To end all this babbling, might I just say, once more, that my very generous daughter definitely loves shopping. My opinion is that she should enjoy the seasons, and that at least she goes after good deals on the ‘stuff’ that makes the seasons magical. I do think she could ‘need’ what she wants… a bit less. In reference to the exercise equipment, maybe I could want what I need… a bit more.



Wednesday, September 15, 2021

But Isn't Quitting for Losers?


By G. E. Shuman

 

I put a new app on my phone a while ago. It’s one of those that is supposed to help you, more precisely, help me, keep track of weight, calorie intake and exercise regimens.  (Exercise regimens… Ya, sure.) I don’t exactly know why I would want to do all of that, but evidently it might help me lose the 20 extra pounds I accumulated while hibernating last year, so I downloaded the app.

Anyway, I grabbed the app and was soon very impressed by one part of it; that was the weight tracker, which, at first, seemed pretty cool. The tracker makes a graph of your (I mean my) progress as I drop those terrible, guilty pounds. What I envisioned was the displaying of something resembling a downward-sloping Vermont hill as my disgusting-fat weight-loss progress continued over the weeks and months. Unfortunately, that is not the envisioning I seem to be producing. My graph looks like a fairly smooth road, maybe somewhere in ultra-flat Florida, with a few potholes and speed bumps here and there, although, actually, there are no potholes in Florida, so there’s that. So far, as far as that app is concerned, I’m a little disappointed.

The other ‘helpful’ area on the app is where you put into it everything you put into your mouth, and it then counts the calories for you.

Gee… how much simpler could it get than that? This all works well in theory, but I’m here to tell you that some days, you, I mean I, just cannot count calories. The app doesn’t tell you how to input the ingredients in a Chinese restaurant buffet, to say nothing of calculating the calories in that extra cheese you always order on your pizza. Those things are just parts of the great unknown. Also, nowhere at all does it mention how many slabs of homemade lasagna there actually are in a serving. That lack of information is just ridiculous. Then there is the problem of remembering to input the results every single time you innocently walk through the kitchen and end up at the refrigerator door. Geez!

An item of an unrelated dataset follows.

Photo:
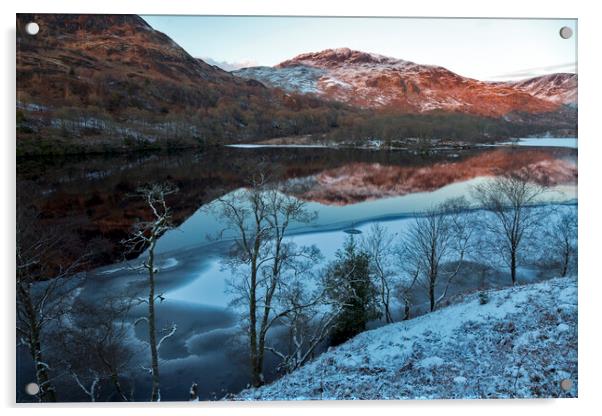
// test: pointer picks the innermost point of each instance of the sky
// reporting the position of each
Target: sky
(486, 49)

Some things are just not as easy to accomplish as they are advertised to be.  For instance, with mine or any other diet app, there’s always the problem of correctly counting the calories in something like a handful of potato chips. Wouldn’t that all depend on just how big the hand is? Duhhh? When dieting, are we just supposed to stop EATING potato chips? And isn’t it better to grab all the chips you can with that hand, so you don’t have to take two handfuls? Seems pretty elementary to me. When you think about it, all this counting and recording can become just impossible, and believe me, all my counting so far hasn’t done much to change that weight graph.

On the different, but somehow related subject of self-care, let me share that I’m not much for the idea of that at all. Seriously, I think most of that self-care stuff is just an excuse for being self-ISH. My parents walked a mile to school in foot-deep snowstorms, uphill both ways, without complaining. My wife and I raised our kids before the term self-care was even a thing, or deemed ‘needed’, but that’s all stuff for another column.

Yes, dietary-wise, I may seem to you to be a bit self-careless, but let’s just say that I do try to control myself somewhat, and, at least as far as food is concerned, I can pretty much resist anything except temptation.

I guess diets, like exercise bikes, only work if you stay on them, which is a bit disappointing for someone like me. Bad habits, as in the over-eating of things like chips and french-fries, are what I need to quit. But now I’m confused. Think about it. Isn’t quitting for losers?